Is the following Proof Correct?
Theorem. Given that $V$ is finite-dimensional and $U\subset V$. $U = \{0\}$ if and only if $U^0 = V'$
Proof. $(\Rightarrow).$ Assume that $U = \{0\}$ and $\phi\in V'$, evidently $\phi(0) = 0$ consequently $\phi\in U^0$ and since our choice of $\phi$ was arbitrary it follows that $U^0 = V'$.
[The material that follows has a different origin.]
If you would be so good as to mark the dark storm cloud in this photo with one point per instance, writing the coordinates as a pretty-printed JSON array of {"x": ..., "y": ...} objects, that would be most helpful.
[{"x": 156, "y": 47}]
$(\Leftarrow).$ For the converse assume that $U^0 = V'$ and $u\in U$ further more let $v_1,v_2,...,v_n$ be a basis of $V$ and let $\phi_1,\phi_2,...,\phi_m$ be the corresponding dual basis. Expressing $u$ as a linear combination of $v_1,v_2,...,v_n$ of $V$ yields the following equation. $$u = c_1v_1+c_2v_2+\cdot\cdot\cdot+c_mv_m$$ From hypothesis we know that $U^0 = V'$ then in particular $\phi_1\in U^0,\phi_2\in U^0,...,\phi_n\in U^0$ which implies $\phi_1(u) = c_1 = 0,\phi_2(u) = c_2 = 0,...,\phi_n(u) = c_n = 0$ consequently $u = 0$. Since our choice of $U$ was arbitrary it follows that $U = \{0\}$.
$\blacksquare$